China to release copper, aluminum and zinc reserves to stabilize commodity prices
BEIJING / HANOI: China said on Wednesday it would release national reserves of some base metals in the near term, as the world’s largest metal consumer tries to stabilize the price of key commodities.
The advice came as Beijing struggles to cool its scorching metals sector, which has seen prices rise this year, fueled by a post-pandemic economic recovery, abundant global liquidity and pockets of speculative buying.
Chinese factory exit inflation hit its highest level for more than 12 years in May, squeezing corporate profit margins and highlighting global pricing pressures as policymakers attempt to revitalize the economy. growth affected by COVID.
The National Food and Strategic Reserve Administration said in a statement posted on its website that it will release reserves including copper, aluminum and zinc in batches for non-ferrous metal processing and manufacturing companies. through public tenders.
The two copper contracts on the Shanghai Futures Exchange and the London Metal Exchange hit record highs in May, having risen more than 60% since March of last year when the pandemic hit global markets.
Aluminum ShFE reached its highest level since 2010 in May, while zinc reached its highest level since 2007 in the same month. Chart: China to release public stocks of copper, aluminum and zinc to stabilize prices of key commodities, https://fingfx.thomsonreuters.com/gfx/ce/yxmvjawnopr/ShanghaiBaseMetalsJune2021.png
Chinese regulators recently stepped up efforts to cool commodity prices, saying they will closely monitor market movements.
Metals traders had expected sales from national reserves since mid-March, with an emphasis on aluminum. Chart: Factory Outlet Prices in China Rise at the Fastest Rate in 12 Years as Commodity Costs Rise, https://fingfx.thomsonreuters.com/gfx/ce/rlgvddxyovo/ChinaFactoryGatePrices.png
“The Chinese authorities are trying to help support the margins of its manufacturing industry as they struggle to pass these costs on to end users,” said commodity broker Anna Stablum at Marex Spectron.

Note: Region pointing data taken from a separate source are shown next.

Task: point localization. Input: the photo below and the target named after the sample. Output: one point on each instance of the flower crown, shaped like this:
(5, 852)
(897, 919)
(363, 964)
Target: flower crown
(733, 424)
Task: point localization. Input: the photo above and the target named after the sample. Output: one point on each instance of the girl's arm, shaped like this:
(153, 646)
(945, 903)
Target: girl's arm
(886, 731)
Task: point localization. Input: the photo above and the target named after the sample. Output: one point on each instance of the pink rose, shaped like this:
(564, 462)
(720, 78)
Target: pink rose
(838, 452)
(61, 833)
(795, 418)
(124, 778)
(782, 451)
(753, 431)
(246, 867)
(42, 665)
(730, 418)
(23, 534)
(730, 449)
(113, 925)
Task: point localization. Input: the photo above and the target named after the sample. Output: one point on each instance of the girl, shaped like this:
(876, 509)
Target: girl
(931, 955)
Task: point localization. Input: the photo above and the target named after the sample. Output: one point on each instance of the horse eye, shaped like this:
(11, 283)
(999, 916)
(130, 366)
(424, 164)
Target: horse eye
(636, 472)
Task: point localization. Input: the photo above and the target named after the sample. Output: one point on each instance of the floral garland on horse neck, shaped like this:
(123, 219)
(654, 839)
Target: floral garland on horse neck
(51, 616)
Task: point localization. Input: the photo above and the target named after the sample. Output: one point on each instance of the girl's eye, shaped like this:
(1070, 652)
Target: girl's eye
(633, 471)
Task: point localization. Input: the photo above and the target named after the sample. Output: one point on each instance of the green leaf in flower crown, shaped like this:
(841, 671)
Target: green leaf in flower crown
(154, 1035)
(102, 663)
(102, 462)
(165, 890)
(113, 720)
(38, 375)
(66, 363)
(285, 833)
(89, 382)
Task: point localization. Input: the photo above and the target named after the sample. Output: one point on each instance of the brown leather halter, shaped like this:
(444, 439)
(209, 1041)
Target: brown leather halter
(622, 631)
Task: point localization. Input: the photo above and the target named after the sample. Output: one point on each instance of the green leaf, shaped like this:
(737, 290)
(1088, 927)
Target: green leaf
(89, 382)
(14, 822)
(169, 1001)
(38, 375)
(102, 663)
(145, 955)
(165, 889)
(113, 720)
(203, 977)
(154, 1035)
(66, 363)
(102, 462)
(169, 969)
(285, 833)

The administration’s statement did not mention details of the auction process and which manufacturers will be allowed to bid.
While some metal prices have fallen since mid-May amid stepped-up signals from Beijing on price controls, analysts and traders believe they won’t fall much more as markets have already factored in some sales. from reserves.
Additionally, demand in most economies continues to recover from pandemic recessions, albeit at an uneven pace.
“However, we still have no information on the size of these sales and it will certainly continue to weigh on these markets,” added Stablum.